Re-examination of economic supports required

NERI research highlights increased policy decisions must match productivity goals to build a more competitive economy.

Within Productive Economy Series: Part 1 Transitioning to high value sectors, co-director of the Nevin Economic Research Institute (NERI), Paul Mac Flynn, analyses how economic activity and employment, allocated to certain industries and sectors contributes to building a more productive economy.

Latest discussion on the cost of Irish unity sparked a debate surrounding productivity levels in Ireland – north and south, with prominent economists examining how integrating both economies may prove costly. NERI’s study reexamines the discourse on productivity and living standards, north and south.


Productivity is a fundamental metric for evaluating economic performance because it reflects the ability for an economy to provide adequate living standards. High productivity is typically associated with higher wages, contributing to economic growth, and creating job opportunities. These factors thereby elevate overall living standards.

However, not all sectors are equally productive. Mac Flynn acknowledges that some industries consistently outperform others, and within those high-performing sectors, not all firms reinvest their profits into employee wages preferring to retain higher profits. In this context, there is a need for careful monitoring and appropriate regulatory frameworks to ensure economic productivity is improved.

In this regard, the study emphasises that a successful economy enables firms to offer wages that reflect their success in the marketplace. Firms that are efficient and well run are then in a position to provide employment which contributes to a high standard of living for their employees.

Nonetheless, Mac Flynn outlines that overrepresentation in low-value sectors can also lead to a less productive economy, with these jobs characterised as “low paid, insecure, and with little or no career progression”.

Integrating economies and economic challenges

The productivity debate has extended to discussions about integrating the two economies in Ireland – north and south. While Northern Ireland has been facing productivity challenges for nearly two decades, the Republic’s productivity also faces challenges around the dominant role of multinational corporations and profit-sharing activities.

Mac Flynn’s research suggests that an attempt at integrating the economies may produce several challenges, given the differences in productivity levels and economic structures. According to Mac Flynn, to enhance overall productivity, the mix of economic activity and efficiency among firms is essential. Yet, despite this key factor, Mac Flynn also notes that it is not the sole contributor to improving overall productivity.

“A firm producing meat products can be extremely efficient, but it may never be able to match the value of the output that a software firm produced even if both use the same number of resources,” he outlines.

Figure 1, produced by NERI, illustrates variations in productivity across sectors, with finance and insurance, manufacturing, and information and communication consistently among the top performing sectors in both Northern Ireland and the Republic.

Conversely, arts, entertainment, and recreation, along with accommodation and food, are typically the least productive and lowest-paid. Despite this, lower wages do not necessarily reflect lower productivity, as other factors like bargaining power can also play a role.

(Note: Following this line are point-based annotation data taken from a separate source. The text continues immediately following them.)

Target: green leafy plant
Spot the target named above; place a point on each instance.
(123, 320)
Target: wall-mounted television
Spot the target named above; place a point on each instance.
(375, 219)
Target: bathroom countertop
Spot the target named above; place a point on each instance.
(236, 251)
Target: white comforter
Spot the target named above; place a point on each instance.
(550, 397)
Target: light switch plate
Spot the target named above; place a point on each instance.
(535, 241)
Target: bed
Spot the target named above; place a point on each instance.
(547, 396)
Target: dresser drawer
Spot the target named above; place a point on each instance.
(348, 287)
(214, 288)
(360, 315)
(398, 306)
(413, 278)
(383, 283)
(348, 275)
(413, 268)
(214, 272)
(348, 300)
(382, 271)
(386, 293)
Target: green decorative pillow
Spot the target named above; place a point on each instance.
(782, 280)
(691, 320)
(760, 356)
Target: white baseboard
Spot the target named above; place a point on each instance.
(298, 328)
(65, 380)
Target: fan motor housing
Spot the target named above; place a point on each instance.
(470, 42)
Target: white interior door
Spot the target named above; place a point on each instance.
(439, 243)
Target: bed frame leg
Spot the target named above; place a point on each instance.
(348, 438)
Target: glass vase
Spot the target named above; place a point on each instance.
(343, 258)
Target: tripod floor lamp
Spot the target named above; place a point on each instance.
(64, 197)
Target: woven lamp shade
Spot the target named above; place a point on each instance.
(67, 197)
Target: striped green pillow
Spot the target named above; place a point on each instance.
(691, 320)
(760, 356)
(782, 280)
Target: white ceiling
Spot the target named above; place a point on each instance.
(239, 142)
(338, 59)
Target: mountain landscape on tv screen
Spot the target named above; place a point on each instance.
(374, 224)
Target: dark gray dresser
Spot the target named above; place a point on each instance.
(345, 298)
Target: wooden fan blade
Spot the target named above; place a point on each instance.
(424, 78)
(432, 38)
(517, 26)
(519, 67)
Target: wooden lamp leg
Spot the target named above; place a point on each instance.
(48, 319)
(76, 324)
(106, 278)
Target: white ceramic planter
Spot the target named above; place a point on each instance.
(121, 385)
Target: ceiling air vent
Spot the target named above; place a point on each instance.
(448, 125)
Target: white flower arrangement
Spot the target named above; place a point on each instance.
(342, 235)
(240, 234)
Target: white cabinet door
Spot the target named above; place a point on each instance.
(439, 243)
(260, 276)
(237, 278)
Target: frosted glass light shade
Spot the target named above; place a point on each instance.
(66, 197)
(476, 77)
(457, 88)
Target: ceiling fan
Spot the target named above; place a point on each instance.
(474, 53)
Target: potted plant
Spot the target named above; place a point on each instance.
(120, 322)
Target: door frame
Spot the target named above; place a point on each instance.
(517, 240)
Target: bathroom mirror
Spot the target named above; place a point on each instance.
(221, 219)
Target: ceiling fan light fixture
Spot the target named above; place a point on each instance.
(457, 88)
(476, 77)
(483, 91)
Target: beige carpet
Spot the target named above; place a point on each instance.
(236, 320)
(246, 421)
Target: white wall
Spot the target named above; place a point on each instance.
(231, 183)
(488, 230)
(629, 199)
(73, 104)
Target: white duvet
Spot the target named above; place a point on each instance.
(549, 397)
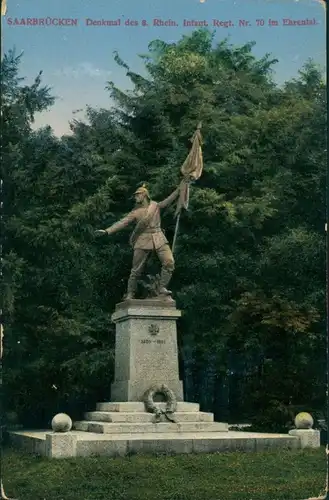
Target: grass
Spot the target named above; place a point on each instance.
(279, 475)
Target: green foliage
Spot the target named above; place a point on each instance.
(250, 259)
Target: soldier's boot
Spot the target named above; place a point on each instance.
(131, 288)
(165, 277)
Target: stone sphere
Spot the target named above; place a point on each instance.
(304, 421)
(61, 423)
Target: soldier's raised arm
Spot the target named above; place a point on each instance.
(117, 226)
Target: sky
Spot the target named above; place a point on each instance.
(77, 61)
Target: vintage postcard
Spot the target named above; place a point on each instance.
(164, 249)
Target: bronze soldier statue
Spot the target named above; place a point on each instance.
(147, 237)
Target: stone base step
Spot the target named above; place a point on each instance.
(85, 444)
(142, 428)
(144, 417)
(139, 407)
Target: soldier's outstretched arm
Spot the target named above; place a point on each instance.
(121, 224)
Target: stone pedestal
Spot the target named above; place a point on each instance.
(146, 352)
(309, 438)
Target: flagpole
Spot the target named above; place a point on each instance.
(176, 232)
(191, 170)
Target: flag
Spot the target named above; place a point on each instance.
(3, 7)
(191, 169)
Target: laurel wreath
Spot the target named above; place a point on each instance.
(171, 403)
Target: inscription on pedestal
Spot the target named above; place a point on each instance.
(145, 350)
(154, 329)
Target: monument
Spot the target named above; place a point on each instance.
(147, 411)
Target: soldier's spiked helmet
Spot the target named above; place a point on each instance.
(142, 190)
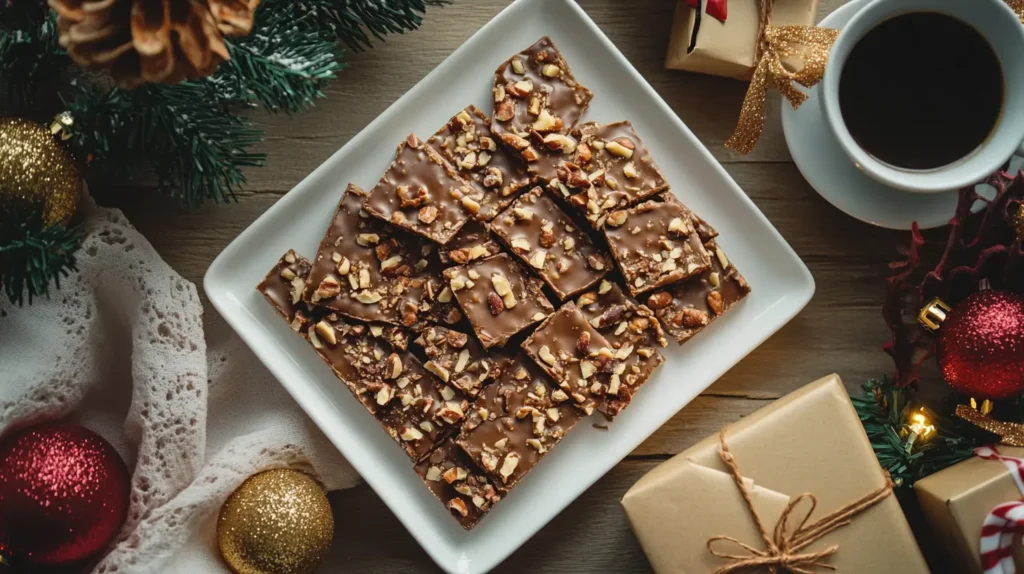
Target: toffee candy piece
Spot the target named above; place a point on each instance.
(580, 359)
(536, 92)
(418, 409)
(471, 243)
(547, 239)
(283, 287)
(515, 422)
(423, 193)
(685, 308)
(612, 167)
(625, 323)
(466, 141)
(498, 298)
(370, 271)
(655, 244)
(457, 359)
(456, 481)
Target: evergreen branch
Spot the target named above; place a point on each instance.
(32, 256)
(194, 143)
(30, 53)
(348, 20)
(283, 64)
(884, 411)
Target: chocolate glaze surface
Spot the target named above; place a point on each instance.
(498, 298)
(544, 237)
(423, 193)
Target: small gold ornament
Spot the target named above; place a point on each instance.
(164, 41)
(36, 172)
(278, 522)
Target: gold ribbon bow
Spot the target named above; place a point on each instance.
(774, 43)
(784, 547)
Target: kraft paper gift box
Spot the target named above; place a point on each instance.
(809, 441)
(701, 43)
(955, 500)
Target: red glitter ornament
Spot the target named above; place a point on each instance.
(981, 346)
(64, 495)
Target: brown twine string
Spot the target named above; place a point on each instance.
(782, 547)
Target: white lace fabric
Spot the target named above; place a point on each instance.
(120, 348)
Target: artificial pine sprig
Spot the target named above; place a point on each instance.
(348, 20)
(885, 410)
(283, 65)
(32, 256)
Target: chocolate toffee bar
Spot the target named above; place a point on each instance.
(423, 193)
(625, 323)
(418, 408)
(543, 236)
(415, 407)
(515, 422)
(457, 358)
(498, 298)
(612, 168)
(688, 306)
(458, 483)
(471, 243)
(655, 244)
(536, 92)
(580, 359)
(497, 173)
(283, 287)
(370, 271)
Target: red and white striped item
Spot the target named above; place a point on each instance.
(1007, 519)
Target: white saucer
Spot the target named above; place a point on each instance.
(832, 173)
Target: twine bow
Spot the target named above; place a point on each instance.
(774, 43)
(784, 548)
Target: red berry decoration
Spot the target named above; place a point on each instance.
(64, 495)
(981, 346)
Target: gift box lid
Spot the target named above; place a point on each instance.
(955, 501)
(809, 441)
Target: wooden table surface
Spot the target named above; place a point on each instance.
(840, 332)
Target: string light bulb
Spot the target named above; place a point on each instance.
(920, 427)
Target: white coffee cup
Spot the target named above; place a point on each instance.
(1000, 27)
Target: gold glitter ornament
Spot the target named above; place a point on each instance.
(36, 172)
(278, 522)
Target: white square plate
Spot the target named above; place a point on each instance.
(781, 283)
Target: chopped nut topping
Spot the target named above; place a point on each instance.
(508, 467)
(630, 170)
(411, 434)
(437, 369)
(616, 218)
(368, 297)
(329, 288)
(385, 395)
(495, 303)
(367, 239)
(393, 366)
(547, 356)
(327, 333)
(622, 147)
(428, 214)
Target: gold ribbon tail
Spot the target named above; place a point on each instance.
(811, 45)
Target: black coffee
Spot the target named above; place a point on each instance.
(921, 91)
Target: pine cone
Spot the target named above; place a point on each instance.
(161, 41)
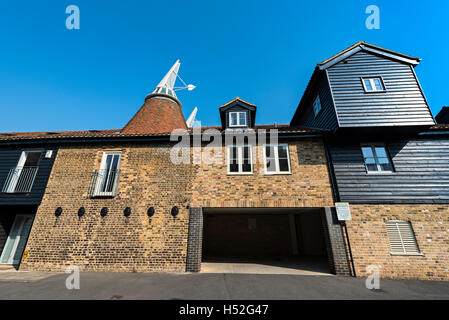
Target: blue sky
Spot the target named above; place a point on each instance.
(52, 78)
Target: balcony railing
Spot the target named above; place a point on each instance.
(20, 180)
(104, 183)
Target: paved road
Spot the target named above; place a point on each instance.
(218, 286)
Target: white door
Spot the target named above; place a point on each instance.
(17, 238)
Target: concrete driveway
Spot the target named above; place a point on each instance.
(218, 286)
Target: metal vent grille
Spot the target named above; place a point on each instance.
(402, 237)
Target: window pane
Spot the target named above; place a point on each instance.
(233, 151)
(368, 85)
(242, 119)
(246, 167)
(234, 167)
(108, 162)
(114, 165)
(283, 165)
(378, 84)
(271, 165)
(371, 164)
(317, 106)
(282, 152)
(367, 152)
(269, 151)
(385, 164)
(380, 152)
(245, 152)
(32, 159)
(246, 155)
(233, 120)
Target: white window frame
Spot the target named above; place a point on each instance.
(276, 159)
(99, 181)
(240, 159)
(376, 158)
(239, 114)
(393, 226)
(315, 112)
(373, 86)
(19, 168)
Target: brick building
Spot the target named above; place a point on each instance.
(387, 158)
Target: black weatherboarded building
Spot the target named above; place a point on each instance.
(388, 159)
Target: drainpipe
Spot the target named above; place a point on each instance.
(334, 186)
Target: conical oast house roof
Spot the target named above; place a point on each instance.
(161, 112)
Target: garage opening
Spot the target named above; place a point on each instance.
(264, 241)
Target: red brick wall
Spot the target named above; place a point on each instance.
(370, 243)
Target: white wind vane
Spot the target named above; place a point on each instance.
(167, 84)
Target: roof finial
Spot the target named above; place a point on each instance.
(191, 120)
(167, 84)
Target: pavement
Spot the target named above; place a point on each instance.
(217, 286)
(291, 265)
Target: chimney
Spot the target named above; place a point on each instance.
(161, 112)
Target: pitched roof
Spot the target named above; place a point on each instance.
(114, 133)
(362, 45)
(109, 133)
(237, 99)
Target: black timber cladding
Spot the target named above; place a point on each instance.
(443, 115)
(421, 172)
(402, 104)
(326, 118)
(237, 105)
(9, 157)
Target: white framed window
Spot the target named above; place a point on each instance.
(106, 179)
(21, 178)
(277, 159)
(317, 106)
(376, 159)
(373, 84)
(402, 238)
(237, 119)
(240, 159)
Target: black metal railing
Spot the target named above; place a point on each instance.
(104, 183)
(20, 180)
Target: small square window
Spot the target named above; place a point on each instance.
(376, 158)
(277, 160)
(373, 84)
(240, 159)
(317, 106)
(237, 119)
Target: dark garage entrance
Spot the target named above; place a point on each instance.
(263, 241)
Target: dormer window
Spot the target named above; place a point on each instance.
(373, 84)
(237, 114)
(237, 119)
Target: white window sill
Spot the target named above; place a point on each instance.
(407, 254)
(240, 173)
(277, 173)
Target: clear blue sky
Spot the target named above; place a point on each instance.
(97, 77)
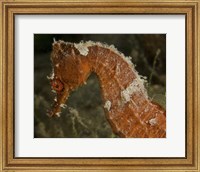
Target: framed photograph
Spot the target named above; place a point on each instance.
(99, 85)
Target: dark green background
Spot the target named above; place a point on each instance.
(90, 121)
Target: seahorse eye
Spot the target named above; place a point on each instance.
(57, 85)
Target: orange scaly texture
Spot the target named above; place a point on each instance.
(126, 103)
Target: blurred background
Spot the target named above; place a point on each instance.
(87, 119)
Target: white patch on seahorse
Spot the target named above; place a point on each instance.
(107, 105)
(63, 106)
(153, 121)
(82, 48)
(134, 87)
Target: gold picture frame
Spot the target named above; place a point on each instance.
(9, 8)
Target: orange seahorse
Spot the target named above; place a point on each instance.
(128, 109)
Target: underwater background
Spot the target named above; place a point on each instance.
(148, 52)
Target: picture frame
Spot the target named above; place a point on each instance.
(8, 161)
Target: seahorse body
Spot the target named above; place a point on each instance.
(128, 109)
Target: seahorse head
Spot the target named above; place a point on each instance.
(69, 70)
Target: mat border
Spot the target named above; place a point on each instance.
(9, 8)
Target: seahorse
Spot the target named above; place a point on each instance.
(128, 109)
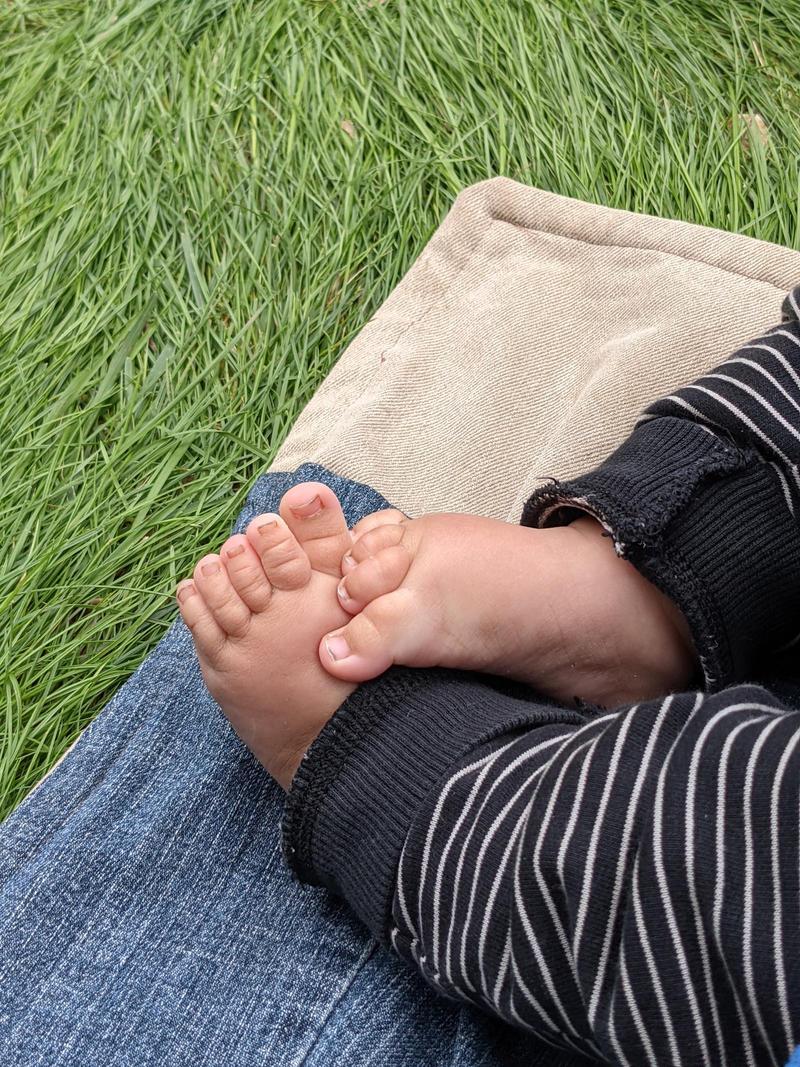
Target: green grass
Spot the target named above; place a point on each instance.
(189, 237)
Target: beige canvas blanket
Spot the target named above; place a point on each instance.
(523, 343)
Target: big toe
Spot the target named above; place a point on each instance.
(371, 641)
(314, 514)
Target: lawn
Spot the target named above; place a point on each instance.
(202, 202)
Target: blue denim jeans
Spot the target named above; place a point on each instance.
(146, 917)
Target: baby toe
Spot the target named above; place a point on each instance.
(232, 614)
(285, 562)
(376, 576)
(208, 636)
(371, 542)
(369, 643)
(246, 573)
(314, 514)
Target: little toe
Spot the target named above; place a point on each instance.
(370, 642)
(378, 575)
(372, 542)
(314, 514)
(230, 612)
(207, 634)
(285, 562)
(246, 573)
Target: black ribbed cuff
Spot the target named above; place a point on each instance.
(368, 774)
(705, 521)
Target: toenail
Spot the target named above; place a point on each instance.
(307, 509)
(337, 647)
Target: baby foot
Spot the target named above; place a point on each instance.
(555, 608)
(256, 611)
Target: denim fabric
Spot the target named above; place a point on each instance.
(146, 917)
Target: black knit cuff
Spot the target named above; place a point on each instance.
(368, 774)
(705, 521)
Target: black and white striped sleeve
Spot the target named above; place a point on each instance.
(704, 499)
(623, 884)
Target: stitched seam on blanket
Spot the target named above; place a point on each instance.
(639, 248)
(406, 327)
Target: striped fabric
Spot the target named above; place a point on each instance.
(628, 888)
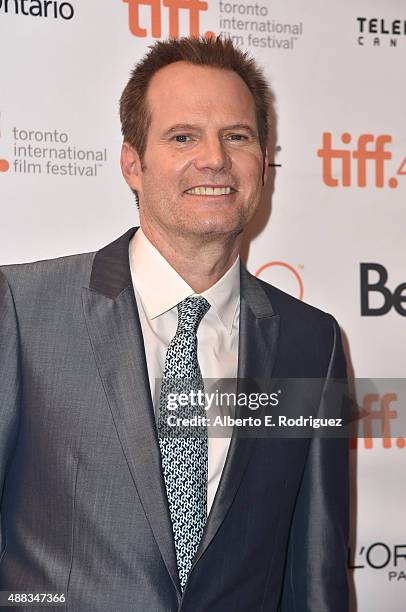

Regarding employment allocation, the study reveals Northern Ireland and the Republic have a disproportionately high employment rate in the accommodation and food sector compared to other EU countries.

Mac Flynn explains that the hospitality sector’s overrepresentation may stem from policy decisions like reduced Value Added Tax (VAT) rates aimed at boosting employment during periods of economic downturn. However, these policies might also artificially inflate employment in certain sectors, leading to imbalances that affect overall productivity.

A re-examination of economic supports, including tax expenditures is necessary to build a more productive economy. Reflecting on the employment allocation within accommodation and food, Mac Flynn states, “we should ask questions about whether this is the appropriate allocation of economic resources”.

Addressing inefficiency

In a broad sense, the efficiency of firms is key to the delivery of living standards. Mac Flynn explains: “We need to address these policies in the light of these outcomes and the trade-offs inherent within them.”

While efficiency is crucial for delivering improved living standards, it is also important to ask whether the allocation of economic resources aligns with broader productivity goals.

“Productivity is about more than economic growth; it is about how efficient we are in achieving growth,” says Mac Flynn.

To avoid inefficient firms from dominating industries, therefore, Mac Flynn advocates for stronger enforcement of competition laws alongside greater unionisation.

“Strong unionisation and collective bargaining can tackle firms that seek excess profits and stronger enforcement of competition rules can prevent inefficient firms from dominating certain industries,” he states.


In light of its report, NERI suggests that policymakers should carefully consider whether current economic supports and tax expenditures are aligned with the goal of building a more productive economy.

While productivity is a significant determinant of living standards, Mac Flynn believes that policy decisions must balance productivity goals with other considerations, such as social, sustainable, or cultural objectives.

Ultimately, re-examining economic supports should ensure that policies are designed to create a more productive economy without sacrificing other important societal objectives. This balance is essential for fostering an economy that delivers high living standards while promoting sustainable growth and social welfare, NERI concludes.